How are they able to support thousands of users at one time? I do a speed test and they aren’t like fiber optics level of speeds so how can they have so many users at one time? Is it because there are so many routers placed around the area? But even when I’m on campus I don’t see any wireless routers outside.
In: 249
I’m seeing a lot of answers here claiming they just have massive connections, which is not necessarily true. I’ll chime in here as a network engineer (I can add my certifications if someone is curious).
Let’s start with your home network as an example. Your little ISP provided box is what we would call an edge device. This device takes everything going out or coming in and shoves it through as fast as possible. GO GO GO GO GO is what it does. Remember though, this is an “edge” device. So there is an inside (your house) and an outside (the big scary internet).

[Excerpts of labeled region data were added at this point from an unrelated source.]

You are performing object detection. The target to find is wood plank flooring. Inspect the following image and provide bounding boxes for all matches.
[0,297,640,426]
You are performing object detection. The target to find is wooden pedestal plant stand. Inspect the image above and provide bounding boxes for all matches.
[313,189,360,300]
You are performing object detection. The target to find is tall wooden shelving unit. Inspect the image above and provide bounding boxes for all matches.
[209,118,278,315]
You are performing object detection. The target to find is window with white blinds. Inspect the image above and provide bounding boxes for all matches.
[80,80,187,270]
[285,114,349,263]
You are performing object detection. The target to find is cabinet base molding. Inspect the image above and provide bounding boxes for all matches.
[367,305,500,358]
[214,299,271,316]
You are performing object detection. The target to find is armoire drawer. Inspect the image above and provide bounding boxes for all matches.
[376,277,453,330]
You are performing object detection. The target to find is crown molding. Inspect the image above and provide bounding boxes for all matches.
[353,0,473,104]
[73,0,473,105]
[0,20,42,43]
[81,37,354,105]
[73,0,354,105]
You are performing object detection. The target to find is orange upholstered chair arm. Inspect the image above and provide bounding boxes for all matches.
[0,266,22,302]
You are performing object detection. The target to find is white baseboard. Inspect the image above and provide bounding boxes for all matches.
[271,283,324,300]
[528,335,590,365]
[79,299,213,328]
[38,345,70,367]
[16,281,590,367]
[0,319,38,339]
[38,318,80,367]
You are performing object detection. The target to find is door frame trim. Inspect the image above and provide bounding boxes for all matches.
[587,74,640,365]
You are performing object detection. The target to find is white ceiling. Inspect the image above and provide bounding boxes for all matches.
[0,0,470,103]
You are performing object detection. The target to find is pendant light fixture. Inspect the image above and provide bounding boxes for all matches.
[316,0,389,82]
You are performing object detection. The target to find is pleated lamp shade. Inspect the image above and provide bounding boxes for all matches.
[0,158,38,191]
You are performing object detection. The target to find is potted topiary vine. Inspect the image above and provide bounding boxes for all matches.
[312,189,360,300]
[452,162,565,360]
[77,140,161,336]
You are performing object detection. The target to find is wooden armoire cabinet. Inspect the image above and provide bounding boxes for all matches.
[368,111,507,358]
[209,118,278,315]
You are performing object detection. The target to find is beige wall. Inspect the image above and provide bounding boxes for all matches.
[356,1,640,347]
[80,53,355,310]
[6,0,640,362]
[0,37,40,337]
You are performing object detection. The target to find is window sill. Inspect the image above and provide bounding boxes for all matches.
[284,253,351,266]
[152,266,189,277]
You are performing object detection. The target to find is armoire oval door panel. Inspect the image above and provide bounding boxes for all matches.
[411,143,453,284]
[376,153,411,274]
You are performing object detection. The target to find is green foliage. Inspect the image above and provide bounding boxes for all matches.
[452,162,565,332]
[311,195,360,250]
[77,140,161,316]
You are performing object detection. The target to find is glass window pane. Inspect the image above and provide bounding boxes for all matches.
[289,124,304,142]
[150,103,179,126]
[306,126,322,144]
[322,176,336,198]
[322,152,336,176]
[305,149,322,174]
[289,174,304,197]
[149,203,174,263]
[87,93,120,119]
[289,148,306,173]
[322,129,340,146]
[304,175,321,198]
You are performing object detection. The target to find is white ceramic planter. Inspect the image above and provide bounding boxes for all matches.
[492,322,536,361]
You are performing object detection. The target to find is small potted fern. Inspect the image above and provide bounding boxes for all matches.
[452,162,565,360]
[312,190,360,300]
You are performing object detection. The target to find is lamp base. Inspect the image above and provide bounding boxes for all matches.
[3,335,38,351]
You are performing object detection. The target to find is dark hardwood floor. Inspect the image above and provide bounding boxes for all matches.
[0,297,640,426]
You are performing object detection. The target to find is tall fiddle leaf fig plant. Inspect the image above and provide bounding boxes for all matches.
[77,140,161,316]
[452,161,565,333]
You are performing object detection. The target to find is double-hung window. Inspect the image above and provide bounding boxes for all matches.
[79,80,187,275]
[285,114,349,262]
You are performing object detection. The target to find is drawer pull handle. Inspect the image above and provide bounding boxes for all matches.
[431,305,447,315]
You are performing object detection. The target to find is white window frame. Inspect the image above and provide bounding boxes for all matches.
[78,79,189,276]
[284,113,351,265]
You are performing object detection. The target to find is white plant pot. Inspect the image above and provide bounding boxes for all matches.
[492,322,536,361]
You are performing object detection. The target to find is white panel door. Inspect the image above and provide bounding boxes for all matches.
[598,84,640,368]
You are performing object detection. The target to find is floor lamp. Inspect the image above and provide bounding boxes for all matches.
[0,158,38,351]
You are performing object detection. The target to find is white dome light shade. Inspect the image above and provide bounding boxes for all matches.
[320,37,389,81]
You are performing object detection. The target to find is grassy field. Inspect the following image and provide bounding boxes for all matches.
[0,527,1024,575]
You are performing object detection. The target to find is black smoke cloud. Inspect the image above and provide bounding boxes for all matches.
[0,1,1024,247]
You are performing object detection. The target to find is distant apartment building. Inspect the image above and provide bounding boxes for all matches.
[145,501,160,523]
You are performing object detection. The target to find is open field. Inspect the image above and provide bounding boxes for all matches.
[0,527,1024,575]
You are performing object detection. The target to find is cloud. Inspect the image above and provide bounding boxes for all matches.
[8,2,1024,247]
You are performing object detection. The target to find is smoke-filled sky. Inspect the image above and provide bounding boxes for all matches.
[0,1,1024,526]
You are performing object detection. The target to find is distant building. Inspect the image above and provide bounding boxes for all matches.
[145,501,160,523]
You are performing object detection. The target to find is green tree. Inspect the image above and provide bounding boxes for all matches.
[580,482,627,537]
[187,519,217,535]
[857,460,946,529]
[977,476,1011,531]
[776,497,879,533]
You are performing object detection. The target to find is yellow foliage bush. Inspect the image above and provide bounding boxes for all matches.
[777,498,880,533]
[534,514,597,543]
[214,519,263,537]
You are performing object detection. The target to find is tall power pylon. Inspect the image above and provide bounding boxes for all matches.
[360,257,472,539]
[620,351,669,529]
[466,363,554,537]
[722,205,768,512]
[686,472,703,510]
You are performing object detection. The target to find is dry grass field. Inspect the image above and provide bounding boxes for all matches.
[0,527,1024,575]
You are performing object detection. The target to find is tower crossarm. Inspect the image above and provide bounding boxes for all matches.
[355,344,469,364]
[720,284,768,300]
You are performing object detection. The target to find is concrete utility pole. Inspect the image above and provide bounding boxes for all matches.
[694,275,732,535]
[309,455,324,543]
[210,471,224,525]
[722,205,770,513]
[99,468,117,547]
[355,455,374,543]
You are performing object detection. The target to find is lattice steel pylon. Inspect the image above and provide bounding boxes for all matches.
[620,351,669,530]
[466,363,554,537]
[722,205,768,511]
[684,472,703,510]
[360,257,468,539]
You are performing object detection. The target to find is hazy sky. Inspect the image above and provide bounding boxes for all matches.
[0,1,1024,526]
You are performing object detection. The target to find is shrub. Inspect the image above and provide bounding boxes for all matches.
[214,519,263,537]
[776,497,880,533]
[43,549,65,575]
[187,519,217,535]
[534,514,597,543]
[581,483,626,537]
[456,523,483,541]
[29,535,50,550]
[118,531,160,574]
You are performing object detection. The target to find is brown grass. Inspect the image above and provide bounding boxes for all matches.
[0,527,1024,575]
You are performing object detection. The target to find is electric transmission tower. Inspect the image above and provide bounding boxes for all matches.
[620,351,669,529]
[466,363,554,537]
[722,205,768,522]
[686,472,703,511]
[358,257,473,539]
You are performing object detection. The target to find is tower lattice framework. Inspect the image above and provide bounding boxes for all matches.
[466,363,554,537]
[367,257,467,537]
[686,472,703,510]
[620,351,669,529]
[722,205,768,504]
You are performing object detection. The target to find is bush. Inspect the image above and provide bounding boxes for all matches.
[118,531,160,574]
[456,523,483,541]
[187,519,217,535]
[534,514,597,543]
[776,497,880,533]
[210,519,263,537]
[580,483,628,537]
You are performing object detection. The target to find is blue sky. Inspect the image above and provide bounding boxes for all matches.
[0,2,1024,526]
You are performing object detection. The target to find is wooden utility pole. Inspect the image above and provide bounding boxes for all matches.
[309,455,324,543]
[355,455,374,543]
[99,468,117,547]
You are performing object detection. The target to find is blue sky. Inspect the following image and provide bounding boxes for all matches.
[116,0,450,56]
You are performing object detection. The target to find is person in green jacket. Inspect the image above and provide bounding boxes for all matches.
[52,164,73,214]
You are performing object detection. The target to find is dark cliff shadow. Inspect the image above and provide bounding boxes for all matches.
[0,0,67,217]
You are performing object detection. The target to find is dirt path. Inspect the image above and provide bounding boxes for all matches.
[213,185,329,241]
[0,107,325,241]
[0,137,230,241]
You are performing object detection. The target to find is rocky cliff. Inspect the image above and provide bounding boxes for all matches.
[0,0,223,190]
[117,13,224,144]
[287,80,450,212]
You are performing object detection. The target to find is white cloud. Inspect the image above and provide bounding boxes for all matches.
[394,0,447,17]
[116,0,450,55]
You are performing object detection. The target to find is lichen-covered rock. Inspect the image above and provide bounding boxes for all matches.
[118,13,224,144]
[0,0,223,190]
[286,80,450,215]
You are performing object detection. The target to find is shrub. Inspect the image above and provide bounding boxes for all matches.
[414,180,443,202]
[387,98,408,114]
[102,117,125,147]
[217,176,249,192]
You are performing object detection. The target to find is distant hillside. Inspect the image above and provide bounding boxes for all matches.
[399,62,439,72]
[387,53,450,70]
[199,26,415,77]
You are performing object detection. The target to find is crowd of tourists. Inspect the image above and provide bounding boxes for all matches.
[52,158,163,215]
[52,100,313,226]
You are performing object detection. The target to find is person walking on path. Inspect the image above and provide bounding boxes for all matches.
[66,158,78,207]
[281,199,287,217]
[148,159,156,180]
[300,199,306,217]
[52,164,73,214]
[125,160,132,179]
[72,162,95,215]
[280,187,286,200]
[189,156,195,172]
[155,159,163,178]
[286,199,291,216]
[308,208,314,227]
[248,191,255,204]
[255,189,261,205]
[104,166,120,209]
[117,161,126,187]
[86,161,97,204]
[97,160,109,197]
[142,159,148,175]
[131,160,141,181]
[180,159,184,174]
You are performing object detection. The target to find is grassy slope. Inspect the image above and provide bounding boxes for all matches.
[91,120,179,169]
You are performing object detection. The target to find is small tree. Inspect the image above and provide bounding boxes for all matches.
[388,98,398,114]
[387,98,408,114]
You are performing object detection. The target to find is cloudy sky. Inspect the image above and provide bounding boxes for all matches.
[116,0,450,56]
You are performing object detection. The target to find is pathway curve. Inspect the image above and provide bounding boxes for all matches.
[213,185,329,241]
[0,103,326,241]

Now let’s look at a campus. A campus can be multiple buildings or one big building. But they’re all “the inside”, meaning that traffic from one building to another, or inside the building stays “inside” and doesn’t go “outside”. The campus can even have a data center in another location, but have a tunnel to it. So that data center would still be “the inside”, despite using a “outside” line. So only the traffic for the data center would hit the “edge” device we see above. All this “inside” traffic gets a lot of priority. Which brings us to something called QoS (Quality of Service). What this does is allow us to limit or unlimit different kinds of traffic that goes through the “edge” device. So, you could allow all the traffic to the data center without any limitations, because that’s all “inside” traffic, but you could limit how much Spotify traffic there is, which would be “outside” traffic. You could also have a few lines going to “outside” traffic that have a load balancer, so if one line is getting full, the load balancer switches traffic to the other line. There’s a little more to it than that, but this ELI5 after all 😉
All in all, if you use all these tricks and a few more, it’s pretty rare to need more than a few 1 Gbit/s lines to connect up a big campus. There are always exceptions and design choices to be made based on physical, financial and technological constraints, so every system is different, but in a nutshell this is what happens.